The key invariant is that after every move, exactly one row and one column are permanently removed from future consideration. No move can reuse either dimension, so the game state always reduces monotonically in both directions, ensuring the count of valid moves fully determines the outcome.
Python Solution
import sys
input = sys.stdin.readline
def solve():
t = int(input())
for _ in range(t):
n, m = map(int, input().split())
rows = [False] * n
cols = [False] * m
grid = [list(map(int, input().split())) for _ in range(n)]
for i in range(n):
for j in range(m):
if grid[i][j] == 1:
rows[i] = True
cols[j] = True
free_rows = sum(1 for i in range(n) if not rows[i])
free_cols = sum(1 for j in range(m) if not cols[j])
moves = min(free_rows, free_cols)
if moves % 2 == 1:
print("Ashish")
else:
print("Vivek")
solve()
The solution scans the grid once, marking which rows and columns are already unusable.

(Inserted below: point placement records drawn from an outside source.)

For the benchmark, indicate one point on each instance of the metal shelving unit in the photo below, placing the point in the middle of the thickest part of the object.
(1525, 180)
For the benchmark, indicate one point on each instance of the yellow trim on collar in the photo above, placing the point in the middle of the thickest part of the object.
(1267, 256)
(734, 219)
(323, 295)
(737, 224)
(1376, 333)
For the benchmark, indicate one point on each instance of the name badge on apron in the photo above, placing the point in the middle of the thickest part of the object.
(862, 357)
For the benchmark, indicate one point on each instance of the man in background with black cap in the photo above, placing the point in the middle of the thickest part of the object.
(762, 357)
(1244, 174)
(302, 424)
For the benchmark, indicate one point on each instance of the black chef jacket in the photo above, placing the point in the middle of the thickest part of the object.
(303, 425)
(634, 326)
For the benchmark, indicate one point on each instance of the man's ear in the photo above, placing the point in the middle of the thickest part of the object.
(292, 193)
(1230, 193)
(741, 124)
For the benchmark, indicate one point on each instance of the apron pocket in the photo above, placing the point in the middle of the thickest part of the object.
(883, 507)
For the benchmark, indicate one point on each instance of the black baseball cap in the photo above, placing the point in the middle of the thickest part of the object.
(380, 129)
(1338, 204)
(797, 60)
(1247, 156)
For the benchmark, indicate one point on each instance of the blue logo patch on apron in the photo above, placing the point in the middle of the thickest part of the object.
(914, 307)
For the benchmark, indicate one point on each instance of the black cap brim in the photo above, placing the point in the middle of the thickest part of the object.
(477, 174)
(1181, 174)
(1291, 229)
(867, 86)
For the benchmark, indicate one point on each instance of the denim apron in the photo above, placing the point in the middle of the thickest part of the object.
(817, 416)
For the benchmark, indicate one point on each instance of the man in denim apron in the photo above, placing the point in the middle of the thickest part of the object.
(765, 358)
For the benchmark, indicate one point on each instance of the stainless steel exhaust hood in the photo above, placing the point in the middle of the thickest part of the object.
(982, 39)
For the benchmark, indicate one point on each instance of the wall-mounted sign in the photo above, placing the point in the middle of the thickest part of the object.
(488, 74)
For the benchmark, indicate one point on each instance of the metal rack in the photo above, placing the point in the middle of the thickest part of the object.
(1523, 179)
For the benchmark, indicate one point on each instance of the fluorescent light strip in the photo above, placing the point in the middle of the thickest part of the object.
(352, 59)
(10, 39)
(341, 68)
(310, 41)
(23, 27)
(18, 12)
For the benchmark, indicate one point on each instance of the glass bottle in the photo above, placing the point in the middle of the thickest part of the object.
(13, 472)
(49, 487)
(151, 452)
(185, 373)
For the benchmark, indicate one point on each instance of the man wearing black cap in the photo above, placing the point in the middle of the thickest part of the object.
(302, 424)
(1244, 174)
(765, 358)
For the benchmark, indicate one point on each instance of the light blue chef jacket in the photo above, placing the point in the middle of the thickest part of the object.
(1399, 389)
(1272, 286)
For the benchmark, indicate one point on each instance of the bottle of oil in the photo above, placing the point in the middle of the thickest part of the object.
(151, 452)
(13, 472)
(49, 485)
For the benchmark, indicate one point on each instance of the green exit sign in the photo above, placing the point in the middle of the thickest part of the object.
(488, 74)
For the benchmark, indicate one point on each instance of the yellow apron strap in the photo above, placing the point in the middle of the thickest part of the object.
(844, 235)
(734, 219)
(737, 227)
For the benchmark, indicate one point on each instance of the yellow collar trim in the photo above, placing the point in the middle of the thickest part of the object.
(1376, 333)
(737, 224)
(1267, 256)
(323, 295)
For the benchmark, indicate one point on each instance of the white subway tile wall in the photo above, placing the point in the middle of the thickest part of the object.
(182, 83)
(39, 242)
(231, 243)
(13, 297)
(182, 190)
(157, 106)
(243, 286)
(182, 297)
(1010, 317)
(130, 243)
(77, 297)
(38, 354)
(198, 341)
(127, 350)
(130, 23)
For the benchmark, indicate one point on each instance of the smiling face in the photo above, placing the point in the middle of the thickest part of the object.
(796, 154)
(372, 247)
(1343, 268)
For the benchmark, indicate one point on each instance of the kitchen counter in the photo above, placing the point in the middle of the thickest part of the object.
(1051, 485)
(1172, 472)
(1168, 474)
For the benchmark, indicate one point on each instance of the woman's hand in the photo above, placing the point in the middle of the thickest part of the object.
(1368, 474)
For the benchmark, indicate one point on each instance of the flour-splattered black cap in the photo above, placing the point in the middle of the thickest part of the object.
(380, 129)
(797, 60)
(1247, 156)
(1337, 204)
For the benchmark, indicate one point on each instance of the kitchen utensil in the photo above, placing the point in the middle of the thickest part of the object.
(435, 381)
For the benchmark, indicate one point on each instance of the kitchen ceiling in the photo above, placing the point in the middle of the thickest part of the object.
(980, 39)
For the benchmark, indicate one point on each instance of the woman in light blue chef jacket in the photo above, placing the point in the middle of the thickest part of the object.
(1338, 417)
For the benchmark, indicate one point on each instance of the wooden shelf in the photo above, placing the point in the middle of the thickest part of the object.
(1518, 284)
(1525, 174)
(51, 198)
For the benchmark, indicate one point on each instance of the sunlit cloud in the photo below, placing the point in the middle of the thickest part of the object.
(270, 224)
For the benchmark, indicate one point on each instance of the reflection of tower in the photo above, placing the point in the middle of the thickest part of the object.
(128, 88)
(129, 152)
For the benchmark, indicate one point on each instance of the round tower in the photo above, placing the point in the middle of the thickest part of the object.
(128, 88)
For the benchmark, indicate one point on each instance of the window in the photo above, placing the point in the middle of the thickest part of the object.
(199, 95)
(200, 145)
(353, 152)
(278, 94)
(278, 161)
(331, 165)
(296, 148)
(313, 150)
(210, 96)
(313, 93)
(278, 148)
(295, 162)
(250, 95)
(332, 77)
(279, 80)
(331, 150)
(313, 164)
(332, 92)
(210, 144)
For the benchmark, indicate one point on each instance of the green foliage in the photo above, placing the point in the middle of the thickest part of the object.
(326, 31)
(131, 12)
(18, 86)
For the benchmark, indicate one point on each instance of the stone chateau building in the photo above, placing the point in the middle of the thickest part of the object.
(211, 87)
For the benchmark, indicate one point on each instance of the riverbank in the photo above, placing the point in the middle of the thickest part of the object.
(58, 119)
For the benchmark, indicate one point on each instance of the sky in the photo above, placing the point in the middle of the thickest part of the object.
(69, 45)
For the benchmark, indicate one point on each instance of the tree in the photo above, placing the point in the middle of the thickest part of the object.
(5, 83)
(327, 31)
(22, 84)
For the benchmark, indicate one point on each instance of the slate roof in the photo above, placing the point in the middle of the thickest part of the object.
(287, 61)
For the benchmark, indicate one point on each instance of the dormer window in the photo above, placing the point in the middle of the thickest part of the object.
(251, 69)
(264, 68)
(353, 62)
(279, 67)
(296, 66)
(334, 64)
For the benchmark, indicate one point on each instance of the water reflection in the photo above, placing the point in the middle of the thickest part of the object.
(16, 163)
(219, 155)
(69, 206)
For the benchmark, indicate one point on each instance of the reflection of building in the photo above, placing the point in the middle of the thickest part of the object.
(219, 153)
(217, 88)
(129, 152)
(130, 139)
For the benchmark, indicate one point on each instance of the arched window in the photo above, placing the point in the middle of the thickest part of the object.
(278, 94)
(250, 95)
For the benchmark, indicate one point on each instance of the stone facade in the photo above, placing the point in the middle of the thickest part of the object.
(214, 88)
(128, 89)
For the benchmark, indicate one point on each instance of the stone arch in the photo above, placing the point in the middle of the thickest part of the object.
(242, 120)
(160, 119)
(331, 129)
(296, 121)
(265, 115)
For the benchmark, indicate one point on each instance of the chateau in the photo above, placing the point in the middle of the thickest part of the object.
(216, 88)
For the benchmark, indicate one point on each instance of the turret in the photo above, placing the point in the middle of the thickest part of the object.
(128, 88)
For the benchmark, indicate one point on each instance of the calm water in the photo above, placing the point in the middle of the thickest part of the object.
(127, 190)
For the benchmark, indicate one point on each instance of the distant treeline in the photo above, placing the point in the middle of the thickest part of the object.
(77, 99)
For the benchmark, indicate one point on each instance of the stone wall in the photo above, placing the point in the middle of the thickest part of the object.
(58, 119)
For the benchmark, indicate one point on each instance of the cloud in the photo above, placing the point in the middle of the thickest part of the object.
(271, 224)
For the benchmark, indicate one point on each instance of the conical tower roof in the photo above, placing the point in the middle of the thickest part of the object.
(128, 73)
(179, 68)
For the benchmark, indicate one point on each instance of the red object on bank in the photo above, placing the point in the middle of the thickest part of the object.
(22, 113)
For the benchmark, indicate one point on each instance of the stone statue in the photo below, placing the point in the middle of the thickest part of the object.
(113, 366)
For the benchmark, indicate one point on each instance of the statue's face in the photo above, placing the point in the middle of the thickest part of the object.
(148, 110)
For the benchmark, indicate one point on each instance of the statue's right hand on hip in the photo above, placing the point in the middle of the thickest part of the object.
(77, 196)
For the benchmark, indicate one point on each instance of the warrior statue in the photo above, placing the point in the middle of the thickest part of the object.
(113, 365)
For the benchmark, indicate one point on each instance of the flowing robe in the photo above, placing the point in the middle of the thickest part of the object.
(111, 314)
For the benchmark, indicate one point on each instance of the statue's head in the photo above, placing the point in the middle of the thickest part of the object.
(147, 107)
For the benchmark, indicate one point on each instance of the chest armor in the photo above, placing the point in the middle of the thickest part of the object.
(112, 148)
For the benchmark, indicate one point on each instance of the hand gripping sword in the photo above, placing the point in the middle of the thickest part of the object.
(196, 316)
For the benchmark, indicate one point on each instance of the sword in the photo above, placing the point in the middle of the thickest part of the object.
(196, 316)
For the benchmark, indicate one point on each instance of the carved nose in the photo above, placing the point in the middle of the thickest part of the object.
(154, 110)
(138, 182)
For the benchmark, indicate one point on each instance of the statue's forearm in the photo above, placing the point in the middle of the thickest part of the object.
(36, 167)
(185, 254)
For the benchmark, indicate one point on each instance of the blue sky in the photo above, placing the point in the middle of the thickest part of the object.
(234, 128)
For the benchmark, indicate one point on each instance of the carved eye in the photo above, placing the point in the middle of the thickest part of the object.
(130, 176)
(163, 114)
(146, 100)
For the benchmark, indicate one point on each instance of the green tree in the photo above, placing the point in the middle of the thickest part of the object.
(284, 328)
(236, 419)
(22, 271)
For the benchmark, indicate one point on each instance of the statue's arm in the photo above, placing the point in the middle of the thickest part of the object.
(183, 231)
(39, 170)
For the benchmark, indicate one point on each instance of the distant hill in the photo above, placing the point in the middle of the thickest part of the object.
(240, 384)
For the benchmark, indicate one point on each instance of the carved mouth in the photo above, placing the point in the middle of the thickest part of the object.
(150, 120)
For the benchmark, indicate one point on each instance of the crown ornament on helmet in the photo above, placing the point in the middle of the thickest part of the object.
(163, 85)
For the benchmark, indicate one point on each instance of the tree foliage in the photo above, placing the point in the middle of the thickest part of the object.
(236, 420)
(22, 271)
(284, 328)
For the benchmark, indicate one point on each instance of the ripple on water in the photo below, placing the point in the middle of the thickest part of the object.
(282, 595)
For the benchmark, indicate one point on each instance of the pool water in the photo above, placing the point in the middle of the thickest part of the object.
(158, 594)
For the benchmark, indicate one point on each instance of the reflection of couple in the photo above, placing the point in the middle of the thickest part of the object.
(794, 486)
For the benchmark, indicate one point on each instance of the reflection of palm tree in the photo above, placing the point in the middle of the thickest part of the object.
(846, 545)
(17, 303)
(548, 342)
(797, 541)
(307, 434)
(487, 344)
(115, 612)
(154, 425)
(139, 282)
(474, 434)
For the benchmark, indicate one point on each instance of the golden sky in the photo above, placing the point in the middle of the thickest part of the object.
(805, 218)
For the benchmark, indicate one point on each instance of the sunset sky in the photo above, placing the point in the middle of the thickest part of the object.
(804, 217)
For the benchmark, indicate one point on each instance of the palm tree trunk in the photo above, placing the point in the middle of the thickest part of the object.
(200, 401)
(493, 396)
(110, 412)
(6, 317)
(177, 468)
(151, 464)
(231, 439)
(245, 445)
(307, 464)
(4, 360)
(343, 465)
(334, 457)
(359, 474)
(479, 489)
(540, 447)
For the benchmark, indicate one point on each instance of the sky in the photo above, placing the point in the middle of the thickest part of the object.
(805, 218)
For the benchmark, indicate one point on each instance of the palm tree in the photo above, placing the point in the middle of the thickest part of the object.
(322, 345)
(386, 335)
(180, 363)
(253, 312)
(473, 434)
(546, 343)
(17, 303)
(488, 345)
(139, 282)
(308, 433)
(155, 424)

After that, it counts remaining usable rows and columns and reduces the game to a parity check. The only subtle point is that a row or column is considered blocked if it contains at least one occupied cell, not based on how many occupied cells it contains.
Worked Examples
Example 1
Input:
2 2
0 0
0 0
All rows and columns are free initially.
| Step | Free Rows | Free Columns | Moves |
|---|---|---|---|
| Start | 2 | 2 | 0 |
| Compute | 2 | 2 | 2 |
The number of moves is 2, so Vivek wins.
This shows that even in a completely empty grid, play is limited to at most min(n, m) moves, not the number of cells.
Example 2
Input:
2 2
0 0
0 1
Row 1 and column 1 are blocked by the single occupied cell.
| Step | Free Rows | Free Columns | Moves |
|---|---|---|---|
| Start | 1 | 1 | 0 |
| Compute | 1 | 1 | 1 |
One move is possible, so Ashish wins.
This confirms that a single blocked row-column pair determines a single forced move.
Complexity Analysis
| Measure | Complexity | Explanation |
|---|---|---|
| Time | O(nm) | Each grid cell is checked once per test case |
| Space | O(n + m) | Arrays track blocked rows and columns |
The total number of cells across test cases is small enough for a direct scan to run comfortably within limits.
Test Cases
import sys, io
def run(inp: str) -> str:
sys.stdin = io.StringIO(inp)
import builtins
return sys.stdin.read()
# This is a placeholder runner structure; actual CF setup would call solve()
# sample-style sanity checks
assert True
| Test input | Expected output | What it validates |
|---|---|---|
| empty grid | Vivek | parity on maximum free structure |
| single 1 in corner | Ashish | blocked row/col propagation |
| full grid of 1s | Vivek | zero-move case |
| alternating sparse | depends | mixed blocking behavior |
Edge Cases
A fully empty grid exercises the fact that the answer depends only on min(n, m), not total cells. A grid where all rows are already blocked except one tests that column constraints dominate. A grid where all columns are blocked except one tests the symmetric case. Each of these cases reduces cleanly to a single parity computation of the remaining free dimension, and the algorithm handles them uniformly because it never assumes independence between cells.